According to the CDPHE’s website, “Although human exposure to mercury occurs most frequently through eating contaminated fish, there are other ways to be exposed to mercury. People have been exposed by inhaling mercury vapors from broken fluorescent lamps, gas regulators, and home fever thermometers. Rarely, people are exposed by swallowing mercury.”




Mercury can also be released into the environment from volcanic and geothermal activity, marine environments or forest fires, or man-made sources like coal-fired power plants and other industrial activities, according to the CDPHE.

The state didn’t come to Pitkin County and do any sweeping tests, Dahl said.
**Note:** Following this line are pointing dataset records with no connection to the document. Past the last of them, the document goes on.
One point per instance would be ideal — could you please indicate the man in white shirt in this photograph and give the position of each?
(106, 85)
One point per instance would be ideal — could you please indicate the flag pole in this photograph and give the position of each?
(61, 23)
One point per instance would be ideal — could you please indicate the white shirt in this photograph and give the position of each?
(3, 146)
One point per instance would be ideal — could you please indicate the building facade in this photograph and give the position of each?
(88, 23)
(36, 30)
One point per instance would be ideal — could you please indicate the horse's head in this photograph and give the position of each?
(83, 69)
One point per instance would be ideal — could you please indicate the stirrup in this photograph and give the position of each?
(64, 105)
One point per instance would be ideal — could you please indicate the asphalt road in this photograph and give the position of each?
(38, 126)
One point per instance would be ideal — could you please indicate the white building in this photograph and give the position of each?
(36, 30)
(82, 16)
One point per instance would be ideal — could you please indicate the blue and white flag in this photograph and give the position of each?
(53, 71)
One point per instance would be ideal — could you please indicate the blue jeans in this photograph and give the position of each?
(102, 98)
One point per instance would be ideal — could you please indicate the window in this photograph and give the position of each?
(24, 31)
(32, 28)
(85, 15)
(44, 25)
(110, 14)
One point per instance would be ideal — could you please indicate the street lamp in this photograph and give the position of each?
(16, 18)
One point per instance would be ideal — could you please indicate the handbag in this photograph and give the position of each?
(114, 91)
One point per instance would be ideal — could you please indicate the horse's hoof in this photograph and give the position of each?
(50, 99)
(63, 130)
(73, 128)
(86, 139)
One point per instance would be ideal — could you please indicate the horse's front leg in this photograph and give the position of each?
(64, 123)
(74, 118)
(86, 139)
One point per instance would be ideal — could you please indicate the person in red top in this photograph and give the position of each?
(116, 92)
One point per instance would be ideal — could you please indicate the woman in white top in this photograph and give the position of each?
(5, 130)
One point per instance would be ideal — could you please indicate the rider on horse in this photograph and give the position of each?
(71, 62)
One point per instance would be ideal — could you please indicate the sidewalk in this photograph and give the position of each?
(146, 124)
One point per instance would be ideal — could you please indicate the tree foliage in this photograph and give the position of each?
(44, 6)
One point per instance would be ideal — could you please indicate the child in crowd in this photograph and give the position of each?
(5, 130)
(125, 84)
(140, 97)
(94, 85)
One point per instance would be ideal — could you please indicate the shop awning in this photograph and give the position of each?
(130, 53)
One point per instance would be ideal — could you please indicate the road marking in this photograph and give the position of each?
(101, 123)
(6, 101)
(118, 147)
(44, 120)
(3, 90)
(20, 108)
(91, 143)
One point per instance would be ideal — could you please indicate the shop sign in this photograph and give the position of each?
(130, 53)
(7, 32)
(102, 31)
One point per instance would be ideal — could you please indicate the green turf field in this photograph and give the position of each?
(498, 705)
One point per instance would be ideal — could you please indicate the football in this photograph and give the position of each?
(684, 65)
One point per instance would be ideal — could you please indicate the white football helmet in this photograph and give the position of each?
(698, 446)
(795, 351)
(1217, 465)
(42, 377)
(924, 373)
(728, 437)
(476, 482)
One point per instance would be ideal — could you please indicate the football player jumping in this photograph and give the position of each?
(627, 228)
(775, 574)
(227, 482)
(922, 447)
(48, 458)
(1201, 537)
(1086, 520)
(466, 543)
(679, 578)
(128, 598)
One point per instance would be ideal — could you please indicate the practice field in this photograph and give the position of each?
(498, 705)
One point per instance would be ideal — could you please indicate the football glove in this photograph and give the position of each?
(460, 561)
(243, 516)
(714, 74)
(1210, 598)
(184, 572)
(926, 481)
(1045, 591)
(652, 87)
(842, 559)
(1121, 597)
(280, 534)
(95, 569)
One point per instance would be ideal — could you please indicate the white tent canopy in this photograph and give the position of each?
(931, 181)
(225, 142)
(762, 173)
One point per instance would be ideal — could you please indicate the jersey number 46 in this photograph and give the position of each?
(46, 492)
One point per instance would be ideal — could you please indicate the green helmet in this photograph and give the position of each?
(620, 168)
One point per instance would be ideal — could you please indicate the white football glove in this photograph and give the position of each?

Instead, laboratories that process blood tests notify the state health department of cases where mercury levels are at least 5 mcg per liter.

Pitkin County Public Health will be contacting affected individuals as “an act of routine surveillance,” according to the release.

“Public Health’s Disease Investigation Team is conducting the investigation to understand whether there are potential sources of exposure and burden levels in the community,” said the release.

The release said there are other states with higher thresholds for investigation; Michigan has a level of 15 mcg per liter, and the threshold in Florida and California is 10 mcg per liter.

“Colorado’s lower threshold level may indicate there is no significance to these results but it’s the job of Public Health to ensure there is no significance,” said the release.

There is no human data linking mercury exposure to cancer, according to the Environmental Protection Agency. Symptoms of mercury exposure include chills, chest tightness and shortness of breath.

“Mercury exposure at high levels can harm the brain, heart, kidneys, lungs and immune system of people of all ages,” according to the EPA. “High levels of methylmercury in the bloodstream of babies developing in the womb and young children may harm their developing nervous systems, affecting their ability to think and learn.”